Nissan offers the Kicks with a host of two-tone paint jobs. It's nice to see the trend continue with this refreshed model. The Kicks SR tester's Aspen White Tricoat/Super Black body/roof combo was worn well, especially when paired with the available 17-inch black alloy wheels.
Nissan gives every Kicks a 1.6-liter four-cylinder engine that is rated to get 122 horsepower and 114 pound-feet of torque. This is the same engine that is in the Nissan Versa, delivering the same power figures but with slightly varied gear ratios. As in the Versa, in the front-wheel drive Kicks it is paired with Nissan's Xtronic continuously variable transmission (CVT). All-wheel drive (AWD) is not available.
The Kicks came to visit during a week filled with icy and wet roads. It handled them with aplomb. Don't let the lack of AWD scare you away from the dealership lot.
It also wasn't terrible on gas. Nissan estimates that the Kicks gets 31 mpg in the city, 36 mpg on the highway, and 33 mpg combined, making it one of the most fuel-efficient subcompact SUVs you can buy. It has 356 miles of range on a single tank of gas.
Though it's engine isn't large, nor its power figures, Nissan has gotten the formula right with the Kicks delivering a vehicle that can easily and relatively quickly get up to speed without much racket (it has a CVT, and they're naturally noisy under harsh acceleration but there are far more offensive ones out there).
Braking is improved in the Kicks over the previous model year with the addition of better braking equipment.
The interior design of the Kicks remains mostly the same as in previous years but it is filled with higher quality materials than before. The look and feel of the SUV makes it punch above the weight of its price tag in the same way the 2020 Nissan Sentra does.
The Kicks cabin mostly feels spacious for its size. Nissan has made the most of the space with good small item storage, easy-access USB ports up front, and more than one storage option for your smartphone while driving and charging.
Climate controls are easy to find with your fingers while driving. Nissan gave the SR tester a heated steering wheel and heated seats, both of which reacted quickly, a nice addition for buyers in states with a cold winter.

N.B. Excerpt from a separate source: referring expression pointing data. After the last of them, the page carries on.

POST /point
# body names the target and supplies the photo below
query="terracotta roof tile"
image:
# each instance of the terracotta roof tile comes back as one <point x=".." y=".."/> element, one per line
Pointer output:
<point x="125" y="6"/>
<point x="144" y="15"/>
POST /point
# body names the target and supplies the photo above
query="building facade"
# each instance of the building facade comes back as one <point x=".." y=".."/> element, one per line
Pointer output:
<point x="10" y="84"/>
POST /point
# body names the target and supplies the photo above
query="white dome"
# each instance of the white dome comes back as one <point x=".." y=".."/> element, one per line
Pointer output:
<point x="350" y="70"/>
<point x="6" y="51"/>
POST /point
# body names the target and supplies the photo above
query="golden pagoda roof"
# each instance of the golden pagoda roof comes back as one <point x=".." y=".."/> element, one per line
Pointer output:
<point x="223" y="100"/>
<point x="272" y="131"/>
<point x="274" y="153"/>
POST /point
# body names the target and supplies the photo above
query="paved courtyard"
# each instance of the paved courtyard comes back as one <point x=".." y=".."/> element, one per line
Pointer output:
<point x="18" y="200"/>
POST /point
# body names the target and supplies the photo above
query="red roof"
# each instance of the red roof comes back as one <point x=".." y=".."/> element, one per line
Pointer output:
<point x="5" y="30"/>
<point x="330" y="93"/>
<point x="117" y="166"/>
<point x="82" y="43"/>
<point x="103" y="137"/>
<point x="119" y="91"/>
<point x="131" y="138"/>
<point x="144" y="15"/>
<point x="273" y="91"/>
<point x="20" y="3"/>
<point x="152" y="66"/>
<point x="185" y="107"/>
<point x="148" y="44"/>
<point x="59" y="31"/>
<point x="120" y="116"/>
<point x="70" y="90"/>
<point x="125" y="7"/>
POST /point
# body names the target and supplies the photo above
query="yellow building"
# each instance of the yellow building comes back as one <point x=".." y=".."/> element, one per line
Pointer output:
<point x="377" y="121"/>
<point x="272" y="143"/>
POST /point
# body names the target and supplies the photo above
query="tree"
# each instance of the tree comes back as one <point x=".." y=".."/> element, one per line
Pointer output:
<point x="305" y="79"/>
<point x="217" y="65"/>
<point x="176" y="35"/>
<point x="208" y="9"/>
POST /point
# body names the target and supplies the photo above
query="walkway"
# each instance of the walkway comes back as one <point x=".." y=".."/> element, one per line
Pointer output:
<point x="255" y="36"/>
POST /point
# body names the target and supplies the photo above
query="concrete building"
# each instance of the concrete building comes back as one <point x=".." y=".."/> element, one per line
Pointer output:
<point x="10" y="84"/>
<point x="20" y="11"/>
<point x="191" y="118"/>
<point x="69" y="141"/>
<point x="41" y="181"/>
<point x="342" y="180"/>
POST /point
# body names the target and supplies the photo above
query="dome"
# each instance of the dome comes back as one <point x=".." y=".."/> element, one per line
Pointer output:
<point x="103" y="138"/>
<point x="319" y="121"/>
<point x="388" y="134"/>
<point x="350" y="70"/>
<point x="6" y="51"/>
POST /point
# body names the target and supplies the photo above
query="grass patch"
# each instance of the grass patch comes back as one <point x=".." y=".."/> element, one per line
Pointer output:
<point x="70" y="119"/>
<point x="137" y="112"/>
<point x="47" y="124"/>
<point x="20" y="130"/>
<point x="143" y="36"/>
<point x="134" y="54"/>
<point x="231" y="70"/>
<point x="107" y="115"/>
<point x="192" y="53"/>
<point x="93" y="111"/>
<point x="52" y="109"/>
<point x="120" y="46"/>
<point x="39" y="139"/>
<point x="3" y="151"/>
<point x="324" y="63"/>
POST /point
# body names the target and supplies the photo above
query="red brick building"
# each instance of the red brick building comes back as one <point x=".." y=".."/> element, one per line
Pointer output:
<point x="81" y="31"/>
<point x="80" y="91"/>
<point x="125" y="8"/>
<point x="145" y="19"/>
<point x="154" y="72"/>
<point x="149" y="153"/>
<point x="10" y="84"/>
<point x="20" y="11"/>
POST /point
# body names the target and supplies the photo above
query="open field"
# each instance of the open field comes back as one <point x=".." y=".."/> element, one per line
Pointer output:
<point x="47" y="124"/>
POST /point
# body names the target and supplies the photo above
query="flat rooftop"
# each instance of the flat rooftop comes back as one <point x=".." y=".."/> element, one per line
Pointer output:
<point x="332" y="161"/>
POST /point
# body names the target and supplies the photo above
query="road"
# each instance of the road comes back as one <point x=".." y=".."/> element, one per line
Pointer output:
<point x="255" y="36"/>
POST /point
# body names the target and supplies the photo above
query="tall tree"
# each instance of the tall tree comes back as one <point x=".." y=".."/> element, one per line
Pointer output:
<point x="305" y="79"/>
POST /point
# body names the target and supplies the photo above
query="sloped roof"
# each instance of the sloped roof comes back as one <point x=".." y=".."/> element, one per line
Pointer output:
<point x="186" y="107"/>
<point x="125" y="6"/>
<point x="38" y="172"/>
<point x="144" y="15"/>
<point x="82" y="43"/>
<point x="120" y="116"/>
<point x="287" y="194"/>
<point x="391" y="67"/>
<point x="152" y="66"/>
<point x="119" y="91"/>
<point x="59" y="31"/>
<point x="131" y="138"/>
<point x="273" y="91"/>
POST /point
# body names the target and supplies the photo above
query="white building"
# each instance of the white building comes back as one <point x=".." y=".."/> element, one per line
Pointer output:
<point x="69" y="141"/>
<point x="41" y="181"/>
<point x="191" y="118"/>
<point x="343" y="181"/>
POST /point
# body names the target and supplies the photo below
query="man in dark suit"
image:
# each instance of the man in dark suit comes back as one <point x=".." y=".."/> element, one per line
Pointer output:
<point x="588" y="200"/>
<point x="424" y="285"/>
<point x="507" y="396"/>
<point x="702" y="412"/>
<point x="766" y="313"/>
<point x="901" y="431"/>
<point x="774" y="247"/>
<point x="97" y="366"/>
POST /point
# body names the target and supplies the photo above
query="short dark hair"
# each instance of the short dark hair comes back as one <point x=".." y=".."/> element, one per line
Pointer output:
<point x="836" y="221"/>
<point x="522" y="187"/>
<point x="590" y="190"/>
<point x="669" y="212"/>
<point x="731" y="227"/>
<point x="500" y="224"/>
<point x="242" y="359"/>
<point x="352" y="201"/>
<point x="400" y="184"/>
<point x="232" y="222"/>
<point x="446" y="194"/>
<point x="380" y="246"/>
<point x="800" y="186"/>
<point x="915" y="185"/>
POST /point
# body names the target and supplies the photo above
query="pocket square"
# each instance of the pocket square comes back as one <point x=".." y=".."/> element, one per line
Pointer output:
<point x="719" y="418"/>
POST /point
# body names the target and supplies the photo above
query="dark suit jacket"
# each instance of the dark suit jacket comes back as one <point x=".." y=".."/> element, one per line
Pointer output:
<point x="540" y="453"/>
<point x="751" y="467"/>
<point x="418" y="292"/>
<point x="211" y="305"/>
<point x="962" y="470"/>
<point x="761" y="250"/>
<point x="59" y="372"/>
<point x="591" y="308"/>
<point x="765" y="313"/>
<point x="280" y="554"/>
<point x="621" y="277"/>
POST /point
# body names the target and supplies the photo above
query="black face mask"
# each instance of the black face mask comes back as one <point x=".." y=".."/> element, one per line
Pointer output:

The Nissan continues to have a D-shaped steering wheel, six-way adjustable driver's seat, four-way adjustable front passenger seat, and 60/40 split-folding rear seat as standard. Nissan has given the SUV an electronic parking brake, freeing up valuable center console space.
Kicks has best-in-class front seat legroom though its hip room proportions and center console design make the front seats more compartmentalized than what is ideal for larger and taller drivers. Adults can easily fit in the back seats – not something that is a standard in the subcompact class.
The available tonneau cover provides a good amount of hidden storage, covering about two-thirds of the rear cargo area. The cover is easily lowered and maneuvered.
The base model Kicks S gets a host of standard tech features including a 7.0-inch infotainment touch screen, Apple CarPlay, Android Auto, Bluetooth, three USB ports, keyless entry, push-button start, and Easy Fill Tire Alert. Moving up to the Kicks SV adds Nissan Intelligent Key, automatic climate control, a 7.0-inch driver information screen, satellite radio, remote engine start, and a USB-C port. That's a fairly comprehensive list for this class model.
The Kicks SR is the only model available with a package, which makes ordering easy. The Premium Package adds a fantastic Bose Audio system, Prima-Tex-appointed seats, heated front seats, heated steering wheel, a security system, NissanConnect Services, a Wi-Fi hot spot, the ability to have over-the-air updates, and tonneau cover.
The Nissan Kicks is a subcompact SUV that delivers a lot of bang for its buck, especially with this model year's more premium upgrades. Priced against the competition, it's easy to see why buyers would be looking at it instead of less engaging, less well-equipped counterparts from Honda and Toyota.